Sugar Island is very much an autobiographical tale of the Murphy brothers’ formative years in Newry and how the surroundings affected their lives and their songwriting. Frontman Brendan tells me that this collection of songs has been steadily brewing for decades.
“The album is mostly about about our lives and experiences growing up – from family life to romances and all the the things we saw and learned along the way. I suppose it’s best to write about what you know and everyone, whether they’re a songwriter or not, carries so many memories that make them the person they are, so these songs and themes have always been in my head. It was just a matter of getting them out and turning them into songs.”
Thematically the material touches on everything from first loves to family holidays, the latter beautifully illustrated by one of the album’s stand-out tracks, Going South, where Brendan sings of crossing through the border checkpoint with the whole family crammed into the Murphy clan’s saloon and how the songs on the radio or his father’s 8 Track stereo system filled him with excitement.
“When I look back at those trips I still laugh and think how times have changed. Five kids on the back seat – there were no seatbelt laws in those days of course and the car was filled with cigarette smoke. There we were loving it and having the time of our lives as the radio blasted Mungo Jerry’s In The Summertime.
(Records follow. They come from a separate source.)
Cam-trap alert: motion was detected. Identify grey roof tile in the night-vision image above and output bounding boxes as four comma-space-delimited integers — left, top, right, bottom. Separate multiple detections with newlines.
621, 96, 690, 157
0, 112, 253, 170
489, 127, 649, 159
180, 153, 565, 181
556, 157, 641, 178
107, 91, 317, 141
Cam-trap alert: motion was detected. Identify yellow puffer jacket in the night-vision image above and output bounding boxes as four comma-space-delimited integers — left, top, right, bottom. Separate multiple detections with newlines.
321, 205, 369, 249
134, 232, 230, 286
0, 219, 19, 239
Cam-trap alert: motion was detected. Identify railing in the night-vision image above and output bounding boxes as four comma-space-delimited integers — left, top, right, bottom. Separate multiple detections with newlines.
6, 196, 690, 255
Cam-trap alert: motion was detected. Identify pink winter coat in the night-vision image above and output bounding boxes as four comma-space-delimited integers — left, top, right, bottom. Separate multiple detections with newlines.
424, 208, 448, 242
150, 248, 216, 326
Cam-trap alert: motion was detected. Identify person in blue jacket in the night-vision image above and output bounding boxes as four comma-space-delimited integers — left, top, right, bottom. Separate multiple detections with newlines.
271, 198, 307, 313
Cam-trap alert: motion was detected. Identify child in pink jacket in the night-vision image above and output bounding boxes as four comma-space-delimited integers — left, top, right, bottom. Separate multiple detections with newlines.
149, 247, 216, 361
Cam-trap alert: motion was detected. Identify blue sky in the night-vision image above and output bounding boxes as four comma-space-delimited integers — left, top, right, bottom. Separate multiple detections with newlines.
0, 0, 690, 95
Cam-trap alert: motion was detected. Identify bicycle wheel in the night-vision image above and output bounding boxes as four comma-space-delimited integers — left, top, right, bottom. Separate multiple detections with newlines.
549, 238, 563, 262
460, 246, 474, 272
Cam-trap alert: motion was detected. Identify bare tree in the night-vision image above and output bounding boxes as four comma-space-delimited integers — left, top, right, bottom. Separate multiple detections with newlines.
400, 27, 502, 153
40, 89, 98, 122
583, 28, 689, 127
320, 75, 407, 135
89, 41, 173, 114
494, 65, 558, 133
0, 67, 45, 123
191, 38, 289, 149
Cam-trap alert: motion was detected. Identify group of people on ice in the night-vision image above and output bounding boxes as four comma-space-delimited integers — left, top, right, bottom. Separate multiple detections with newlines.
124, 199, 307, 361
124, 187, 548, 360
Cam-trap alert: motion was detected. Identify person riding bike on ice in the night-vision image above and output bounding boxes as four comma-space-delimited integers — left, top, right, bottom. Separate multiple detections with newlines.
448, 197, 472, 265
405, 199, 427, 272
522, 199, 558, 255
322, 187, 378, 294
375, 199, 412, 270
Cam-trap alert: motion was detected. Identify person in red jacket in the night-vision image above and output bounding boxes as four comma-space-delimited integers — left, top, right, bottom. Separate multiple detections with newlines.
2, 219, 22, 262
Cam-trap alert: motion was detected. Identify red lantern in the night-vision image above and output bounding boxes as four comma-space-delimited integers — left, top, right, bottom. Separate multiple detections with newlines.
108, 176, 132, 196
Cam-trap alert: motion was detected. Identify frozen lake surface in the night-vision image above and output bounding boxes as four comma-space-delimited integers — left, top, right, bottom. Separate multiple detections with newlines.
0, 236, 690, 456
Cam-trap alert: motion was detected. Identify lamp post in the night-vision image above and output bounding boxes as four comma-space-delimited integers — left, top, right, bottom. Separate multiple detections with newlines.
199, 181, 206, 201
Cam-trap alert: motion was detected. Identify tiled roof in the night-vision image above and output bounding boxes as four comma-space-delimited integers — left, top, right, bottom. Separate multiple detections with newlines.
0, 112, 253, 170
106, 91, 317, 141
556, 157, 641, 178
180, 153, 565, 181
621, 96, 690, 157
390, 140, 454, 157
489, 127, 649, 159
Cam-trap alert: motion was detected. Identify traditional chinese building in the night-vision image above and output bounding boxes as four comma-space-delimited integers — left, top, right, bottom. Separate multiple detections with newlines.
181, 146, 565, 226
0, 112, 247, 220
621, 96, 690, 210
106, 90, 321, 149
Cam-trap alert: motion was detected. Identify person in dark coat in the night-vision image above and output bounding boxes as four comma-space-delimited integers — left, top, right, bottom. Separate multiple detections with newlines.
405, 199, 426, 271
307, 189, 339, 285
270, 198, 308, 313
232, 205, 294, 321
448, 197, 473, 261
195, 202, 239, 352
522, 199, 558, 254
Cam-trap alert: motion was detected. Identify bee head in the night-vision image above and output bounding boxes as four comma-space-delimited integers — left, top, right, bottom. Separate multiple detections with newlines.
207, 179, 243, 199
I think that was my first realisation of the power of music.
“We made a video for Going South and we actually found and digitised our parents’ cine camera footage and used it throughout, so it’s a really authentic accompaniment to the track itself.”

Other salient moments on Sugar Island are the title track, 1973, Bird’s Eye View, which tells of watching the Troubles unfold from a child’s perspective and my personal favourite, Just a Drop which although is a sparse acoustic driven song, like all of the album, still manages to swagger and posture as if it was a blues rock stomp.
In fact it’s a notable achievement that The 4 Of Us have created such a potent-sounding record while keeping it simple and acoustic.
“That was the brief we set ourselves,” Brendan reflects, “We put rules in place for ourselves that this record would have no electric guitars and no cymbals, to create the pure sound we wanted but the challenge was that it wouldn’t suffer because of that – it still had to sound energetic and have plenty of groove and rhythm. I think we managed to do that.”
The guys will be putting those songs to the test in their upcoming show.
“The Lyric is a fantastic venue for us to play and it is such an imtimate setting especially for these new songs but we want people to come and have a party. A lot of our fans have grown up with us and maybe have booked babysitters for the night. Let’s hope they don’t waste the chance to dance and sing and go home with a real buzz. It’s our job to make that happen and that’s what we are certainly setting out to do.”
:: The 4 Of Us play Belfast’s Lyric Theatre on November 6. Sugar Island is released today.